20. A method for preparing a compound represented by general formula (E) or (E-1) or a pharmaceutically acceptable salt thereof, the method comprising: in: The compound represented by the general formula (EA) or a salt thereof and R w C(O)R a The compound or its salt undergoes a condensation reaction to obtain a compound represented by general formula (E) or a pharmaceutically acceptable salt thereof; The compound represented by the general formula (E-1A) or a salt thereof and R w C(O)R a The compound or its salt undergoes a condensation reaction to obtain a compound represented by the general formula (E-1) or a pharmaceutically acceptable salt thereof; in: R w is OH or halogen; preferably, R w for OH; R a , Ring B, R 6 、n2、R 8 , R 9 , R 3c , R 7c , R B1 and R B3 As defined in claim 6.

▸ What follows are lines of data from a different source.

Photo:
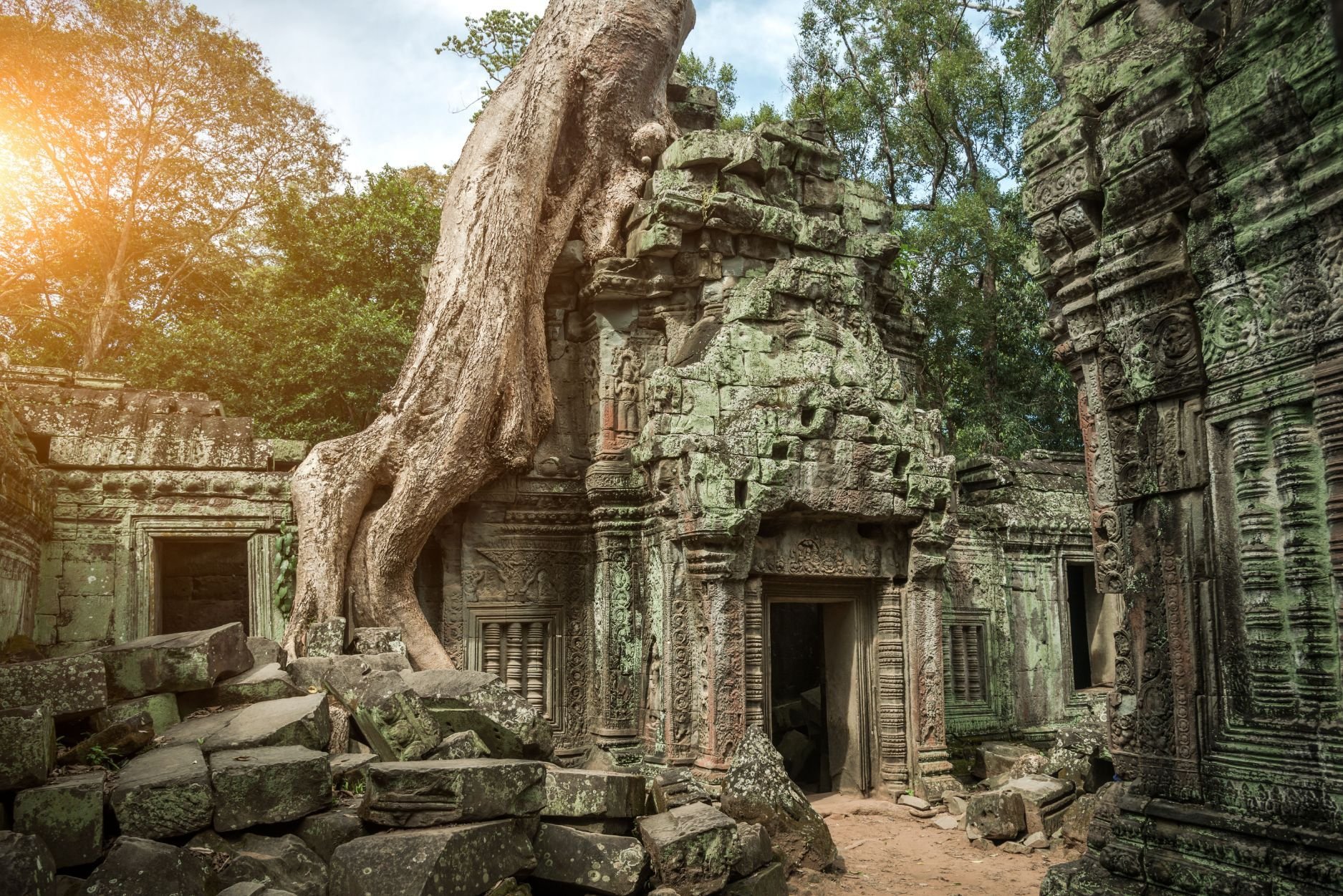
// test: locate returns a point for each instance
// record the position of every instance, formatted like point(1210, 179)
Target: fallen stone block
point(29, 735)
point(26, 865)
point(182, 661)
point(595, 863)
point(478, 701)
point(690, 848)
point(256, 685)
point(758, 789)
point(465, 860)
point(138, 867)
point(294, 722)
point(67, 687)
point(327, 831)
point(770, 880)
point(419, 794)
point(268, 785)
point(463, 744)
point(161, 710)
point(164, 793)
point(996, 814)
point(587, 796)
point(756, 849)
point(67, 816)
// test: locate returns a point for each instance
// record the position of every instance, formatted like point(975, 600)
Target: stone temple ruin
point(743, 569)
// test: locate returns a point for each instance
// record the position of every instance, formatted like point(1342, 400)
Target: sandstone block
point(294, 722)
point(758, 789)
point(183, 661)
point(595, 863)
point(692, 848)
point(164, 793)
point(29, 735)
point(582, 796)
point(419, 794)
point(67, 687)
point(478, 701)
point(67, 816)
point(465, 860)
point(268, 785)
point(26, 865)
point(139, 867)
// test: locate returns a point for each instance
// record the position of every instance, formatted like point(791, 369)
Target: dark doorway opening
point(798, 692)
point(202, 583)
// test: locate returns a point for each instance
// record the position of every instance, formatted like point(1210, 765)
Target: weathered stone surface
point(589, 796)
point(266, 785)
point(161, 710)
point(388, 713)
point(293, 722)
point(67, 816)
point(478, 701)
point(26, 865)
point(595, 863)
point(164, 793)
point(770, 880)
point(30, 754)
point(183, 661)
point(463, 860)
point(419, 794)
point(690, 848)
point(139, 867)
point(463, 744)
point(327, 831)
point(67, 687)
point(996, 814)
point(758, 789)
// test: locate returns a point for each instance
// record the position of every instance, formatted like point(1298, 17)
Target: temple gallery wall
point(744, 516)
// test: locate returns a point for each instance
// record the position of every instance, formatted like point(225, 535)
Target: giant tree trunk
point(564, 145)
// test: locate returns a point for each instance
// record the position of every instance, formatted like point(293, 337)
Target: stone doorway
point(817, 675)
point(203, 583)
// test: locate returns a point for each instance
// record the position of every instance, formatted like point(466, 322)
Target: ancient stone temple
point(1186, 198)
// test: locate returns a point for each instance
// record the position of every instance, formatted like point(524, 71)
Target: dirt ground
point(888, 852)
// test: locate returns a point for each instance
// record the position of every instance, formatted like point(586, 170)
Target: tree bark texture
point(562, 151)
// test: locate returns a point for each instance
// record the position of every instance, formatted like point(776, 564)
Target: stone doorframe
point(259, 531)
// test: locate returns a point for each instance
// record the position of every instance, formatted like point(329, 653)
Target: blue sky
point(371, 69)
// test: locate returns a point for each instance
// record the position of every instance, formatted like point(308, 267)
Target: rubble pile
point(203, 765)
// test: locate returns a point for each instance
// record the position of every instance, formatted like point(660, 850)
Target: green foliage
point(930, 104)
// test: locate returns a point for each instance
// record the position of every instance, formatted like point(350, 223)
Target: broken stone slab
point(770, 880)
point(756, 849)
point(67, 816)
point(67, 687)
point(996, 814)
point(420, 794)
point(478, 701)
point(997, 758)
point(327, 831)
point(595, 863)
point(26, 865)
point(462, 860)
point(293, 722)
point(182, 661)
point(29, 735)
point(138, 867)
point(268, 785)
point(758, 789)
point(379, 641)
point(256, 685)
point(463, 744)
point(587, 796)
point(690, 848)
point(161, 710)
point(164, 793)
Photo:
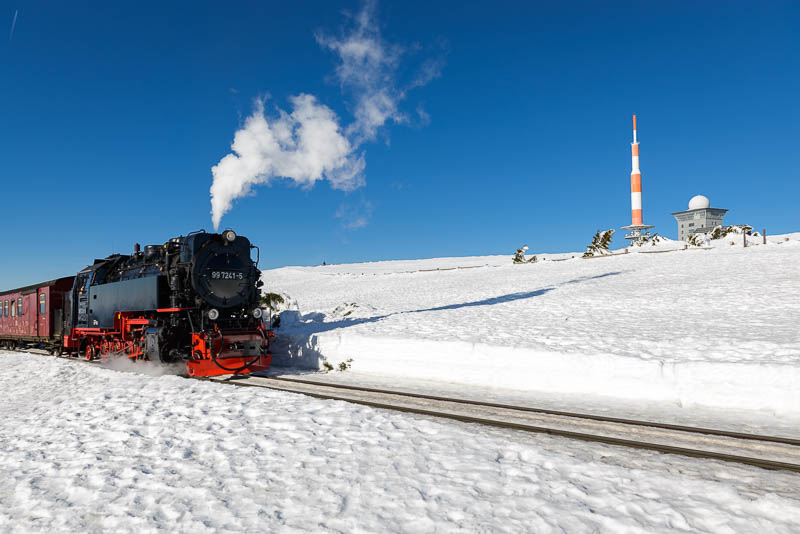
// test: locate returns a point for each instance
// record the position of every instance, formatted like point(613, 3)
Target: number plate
point(227, 275)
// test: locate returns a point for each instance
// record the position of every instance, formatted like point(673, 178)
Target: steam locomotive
point(194, 299)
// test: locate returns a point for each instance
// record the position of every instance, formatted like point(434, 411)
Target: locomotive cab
point(194, 299)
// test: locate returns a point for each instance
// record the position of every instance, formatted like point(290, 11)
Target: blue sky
point(113, 115)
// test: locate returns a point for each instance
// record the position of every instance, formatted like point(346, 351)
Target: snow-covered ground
point(710, 327)
point(86, 449)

21. A pharmaceutical composition comprising a compound according to any one of claims 1 to 15 or a pharmaceutically acceptable salt thereof, and one or more pharmaceutically acceptable carriers, diluents or excipients.

22. Use of a compound according to any one of claims 1 to 15 or a pharmaceutically acceptable salt thereof or a pharmaceutical composition according to claim 21 in the preparation of a medicament for treating and / or preventing a disease or condition mediated by IL-17; preferably, wherein the IL-17 is IL-17A.

23. Use of a compound according to any one of claims 1 to 15 or a pharmaceutically acceptable salt thereof or a pharmaceutical composition according to claim 21 in the preparation of a medicament for treating and / or preventing cancer, inflammation or an autoimmune disease; preferably, the inflammation or autoimmune disease is selected from arthritis, psoriasis, psoriatic arthritis, ankylosing spondylitis, suppurative hidradenitis, rheumatoid arthritis, juvenile atopic arthritis, spondyloarthritis, uveitis, bone erosion, intraperitoneal abscesses and adhesions, inflammatory bowel disease, Crohn's disease, allograft rejection, psoriasis, Angiogenesis, atherosclerosis, asthma, multiple sclerosis, systemic lupus erythematosus, lupus nephritis, Behcet's syndrome (Behcet's disease), ulcerative colitis, Behcet's disease, Wegener's granulomatosis, sarcoidosis, systemic sclerosis, insulin-dependent diabetes mellitus, septic shock syndrome, Alzheimer's disease, inflammatory eye disease, palmoplantar pustulosis (PPP), atopic dermatitis, chronic obstructive pulmonary disease (COPD), and Helicobacter pylori-associated gastritis, preferably selected from psoriasis, rheumatoid arthritis, spondyloarthritis and multiple sclerosis, more preferably psoriasis.